Rep. Thompson, who serves on the House Public Integrity and Elections Committee, testified Friday that she saw the election-reform bill that ultimately passed as SB 90 for the first time when it came to the House floor for a vote.

It was offered a couple of days before the end of session, where there was little or no opportunity for discussion or to try to find common ground or to improve the product before there was a vote,” Thompson said, recalling that Republican Rep. Blaise Ingoglia presented it as a “strike-all amendment” hours before it was scheduled for House debate.

That’s a way to totally rewrite a bill that’s moving through the legislative process.

“It is very unusual, very unusual,” Thompson testified. “Rarely is there a strike-all offered once a bill is on the floor to be taken up for a vote. Normally, a strike-all would be offered in committee, so that you have the best product and the product is complete and almost final by the time it reaches the floor.”

She said she did not recall any other bill coming to the House for a vote in the form of a strike-all amendment.

It was not the language Ingoglia had brought before the Public Integrity and Elections Committee, she said.

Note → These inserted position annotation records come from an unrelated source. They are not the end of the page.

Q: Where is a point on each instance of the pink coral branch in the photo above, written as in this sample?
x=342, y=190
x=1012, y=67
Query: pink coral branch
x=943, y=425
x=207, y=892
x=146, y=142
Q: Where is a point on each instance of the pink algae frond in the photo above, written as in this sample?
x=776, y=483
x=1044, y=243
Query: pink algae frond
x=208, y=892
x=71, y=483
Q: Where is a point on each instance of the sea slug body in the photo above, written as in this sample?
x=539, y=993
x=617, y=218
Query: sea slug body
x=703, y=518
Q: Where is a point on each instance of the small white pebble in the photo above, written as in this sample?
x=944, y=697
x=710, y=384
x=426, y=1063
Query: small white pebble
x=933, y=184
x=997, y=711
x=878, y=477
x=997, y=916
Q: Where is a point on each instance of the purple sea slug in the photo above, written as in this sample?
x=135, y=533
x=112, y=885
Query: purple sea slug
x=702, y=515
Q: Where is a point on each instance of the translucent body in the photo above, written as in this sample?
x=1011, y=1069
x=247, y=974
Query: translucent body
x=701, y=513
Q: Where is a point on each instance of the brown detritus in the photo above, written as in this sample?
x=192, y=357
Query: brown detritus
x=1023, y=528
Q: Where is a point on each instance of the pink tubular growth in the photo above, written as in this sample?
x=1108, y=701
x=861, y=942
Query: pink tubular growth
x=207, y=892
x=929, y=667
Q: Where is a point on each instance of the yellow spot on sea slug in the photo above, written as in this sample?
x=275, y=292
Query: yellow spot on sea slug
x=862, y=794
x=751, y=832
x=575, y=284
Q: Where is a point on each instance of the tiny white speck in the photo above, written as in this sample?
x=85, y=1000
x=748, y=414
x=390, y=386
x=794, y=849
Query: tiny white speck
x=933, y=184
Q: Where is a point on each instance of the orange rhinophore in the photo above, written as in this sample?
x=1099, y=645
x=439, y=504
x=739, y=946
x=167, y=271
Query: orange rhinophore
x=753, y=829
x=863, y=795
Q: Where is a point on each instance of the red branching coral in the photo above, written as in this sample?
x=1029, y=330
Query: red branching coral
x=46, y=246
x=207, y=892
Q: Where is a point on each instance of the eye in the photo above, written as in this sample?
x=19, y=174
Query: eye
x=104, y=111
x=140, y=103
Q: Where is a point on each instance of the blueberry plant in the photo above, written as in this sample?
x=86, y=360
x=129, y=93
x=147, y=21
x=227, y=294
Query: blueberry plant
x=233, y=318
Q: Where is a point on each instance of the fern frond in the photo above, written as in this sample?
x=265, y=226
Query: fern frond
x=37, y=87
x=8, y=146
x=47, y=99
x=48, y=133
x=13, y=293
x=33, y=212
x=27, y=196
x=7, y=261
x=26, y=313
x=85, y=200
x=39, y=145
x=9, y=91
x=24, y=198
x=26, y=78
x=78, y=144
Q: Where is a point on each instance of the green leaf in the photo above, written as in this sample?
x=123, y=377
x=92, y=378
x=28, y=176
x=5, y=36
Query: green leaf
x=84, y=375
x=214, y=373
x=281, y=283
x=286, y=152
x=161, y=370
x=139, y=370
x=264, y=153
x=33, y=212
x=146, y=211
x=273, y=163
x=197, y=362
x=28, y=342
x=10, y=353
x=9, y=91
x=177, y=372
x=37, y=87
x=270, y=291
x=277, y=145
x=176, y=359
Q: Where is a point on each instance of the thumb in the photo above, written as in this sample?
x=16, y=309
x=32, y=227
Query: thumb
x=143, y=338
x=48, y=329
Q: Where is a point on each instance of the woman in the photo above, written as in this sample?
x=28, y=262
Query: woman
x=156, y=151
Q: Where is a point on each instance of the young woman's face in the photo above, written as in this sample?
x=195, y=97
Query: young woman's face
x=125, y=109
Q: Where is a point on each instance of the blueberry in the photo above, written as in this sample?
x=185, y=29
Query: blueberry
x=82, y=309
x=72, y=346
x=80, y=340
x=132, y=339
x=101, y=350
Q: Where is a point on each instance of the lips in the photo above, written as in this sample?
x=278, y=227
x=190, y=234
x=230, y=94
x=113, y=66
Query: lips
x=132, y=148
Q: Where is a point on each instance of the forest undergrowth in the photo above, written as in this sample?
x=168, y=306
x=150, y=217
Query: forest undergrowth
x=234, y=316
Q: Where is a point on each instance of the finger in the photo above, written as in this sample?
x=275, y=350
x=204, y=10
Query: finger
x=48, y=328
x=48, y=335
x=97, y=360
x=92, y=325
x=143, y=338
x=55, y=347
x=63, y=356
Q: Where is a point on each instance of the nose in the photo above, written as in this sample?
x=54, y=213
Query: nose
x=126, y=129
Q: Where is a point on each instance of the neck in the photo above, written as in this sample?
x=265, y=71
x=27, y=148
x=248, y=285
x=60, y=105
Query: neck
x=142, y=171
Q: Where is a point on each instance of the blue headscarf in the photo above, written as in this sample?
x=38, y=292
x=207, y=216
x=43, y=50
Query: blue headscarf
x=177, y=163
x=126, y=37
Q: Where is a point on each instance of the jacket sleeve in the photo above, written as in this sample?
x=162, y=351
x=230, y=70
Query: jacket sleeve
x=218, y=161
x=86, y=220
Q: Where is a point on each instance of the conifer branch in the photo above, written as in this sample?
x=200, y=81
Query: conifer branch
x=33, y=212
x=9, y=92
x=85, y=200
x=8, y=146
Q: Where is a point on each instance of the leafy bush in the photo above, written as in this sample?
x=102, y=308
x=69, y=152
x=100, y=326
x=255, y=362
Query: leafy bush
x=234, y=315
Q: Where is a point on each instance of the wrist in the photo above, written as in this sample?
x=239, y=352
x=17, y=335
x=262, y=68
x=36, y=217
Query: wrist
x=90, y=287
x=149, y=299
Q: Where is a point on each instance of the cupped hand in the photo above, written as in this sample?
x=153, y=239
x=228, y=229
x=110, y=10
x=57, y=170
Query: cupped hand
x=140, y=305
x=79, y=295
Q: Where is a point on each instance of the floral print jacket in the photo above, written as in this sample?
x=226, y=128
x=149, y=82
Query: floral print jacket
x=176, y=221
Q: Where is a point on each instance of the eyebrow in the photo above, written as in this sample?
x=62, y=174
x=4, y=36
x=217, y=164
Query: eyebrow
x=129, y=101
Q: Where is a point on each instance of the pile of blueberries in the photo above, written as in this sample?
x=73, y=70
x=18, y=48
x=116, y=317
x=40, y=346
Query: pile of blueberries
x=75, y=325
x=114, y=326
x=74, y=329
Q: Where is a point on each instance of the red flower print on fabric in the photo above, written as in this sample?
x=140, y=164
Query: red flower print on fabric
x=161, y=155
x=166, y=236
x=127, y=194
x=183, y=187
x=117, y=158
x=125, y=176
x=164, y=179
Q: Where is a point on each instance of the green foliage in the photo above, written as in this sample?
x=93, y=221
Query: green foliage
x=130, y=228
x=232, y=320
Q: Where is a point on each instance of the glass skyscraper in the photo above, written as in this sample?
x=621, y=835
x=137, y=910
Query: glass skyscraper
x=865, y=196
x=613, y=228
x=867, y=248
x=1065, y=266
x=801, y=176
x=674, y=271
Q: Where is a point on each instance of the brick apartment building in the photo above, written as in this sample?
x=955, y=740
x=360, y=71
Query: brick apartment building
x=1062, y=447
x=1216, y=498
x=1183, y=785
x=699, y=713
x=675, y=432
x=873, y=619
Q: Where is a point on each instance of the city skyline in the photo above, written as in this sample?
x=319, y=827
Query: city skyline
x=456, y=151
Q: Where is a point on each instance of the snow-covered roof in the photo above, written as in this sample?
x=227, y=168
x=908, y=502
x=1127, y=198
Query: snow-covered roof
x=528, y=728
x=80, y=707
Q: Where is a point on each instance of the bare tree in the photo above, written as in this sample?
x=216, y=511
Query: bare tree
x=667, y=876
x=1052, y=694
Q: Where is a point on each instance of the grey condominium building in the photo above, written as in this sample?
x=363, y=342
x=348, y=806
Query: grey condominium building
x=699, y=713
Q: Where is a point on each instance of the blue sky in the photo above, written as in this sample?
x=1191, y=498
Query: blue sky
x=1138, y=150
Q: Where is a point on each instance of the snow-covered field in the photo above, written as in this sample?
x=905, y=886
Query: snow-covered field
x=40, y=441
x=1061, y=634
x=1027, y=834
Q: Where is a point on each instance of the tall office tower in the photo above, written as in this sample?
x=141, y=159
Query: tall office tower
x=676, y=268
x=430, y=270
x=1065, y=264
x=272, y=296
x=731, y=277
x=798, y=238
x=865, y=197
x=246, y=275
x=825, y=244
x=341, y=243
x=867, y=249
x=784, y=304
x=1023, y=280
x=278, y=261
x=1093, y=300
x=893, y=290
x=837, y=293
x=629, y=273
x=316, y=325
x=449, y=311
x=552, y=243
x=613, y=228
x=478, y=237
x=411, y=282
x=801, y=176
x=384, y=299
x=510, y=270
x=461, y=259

“We certainly had expected we would have another opportunity to provide input … but the next time we saw the bill, it was now SB 90 and on the floor for a vote,” she said.


Related: "GOP ignored danger to minorities in rushing election restrictions, Democrats testify" by Florida Phoenix's Michael Moline, Feb. 7, 2022


Federal Judge Mark Walker, presiding over the Zoom trial in Tallahassee, asked Thompson whether it is unusual for a top-priority bill backed by the state’s governor and leaders of his political party in the Florida Legislature to be fast-tracked.

That is not unusual, Thompson said, but House leaders treated SB 90 quite differently. She compared it with another GOP high priority, HB 1, an anti-riot law crafted by the governor and the first bill introduced during that same 2021 session.

“[HB 1] came through the process very quickly, but we did have an opportunity, we did have time to discuss and to debate it and offer amendments — unlike with this bill, which was offered at the 11th hour very close to the end of the session,” Thompson replied.

She said the sponsors, Republicans Sen. Dennis Baxley and Rep. Ingoglia, presented no evidence of voter fraud in support of their bill, which cuts back the use of ballot drop boxes and tightens vote-by-mail procedures, measures that are expected to shrink voter participation following a record turnout in 2020.

In fact, the only fraud that became evident involved candidates, not voters and not election officials.

“Later in the process, there was evidence presented regarding stealth candidates who ran as individuals with no party affiliations and siphoned votes away from Democrats, which then allowed Republicans to win Senate seats,” Thompson said.

A former state senator and Republican operative faces criminal prosecution in that scheme.

The plaintiffs, including the League of Women Voters, the NAACP, and the League of United Latin American Citizens, assert that SB 90 will curtail voting by minority voters and that that was the legislative intent.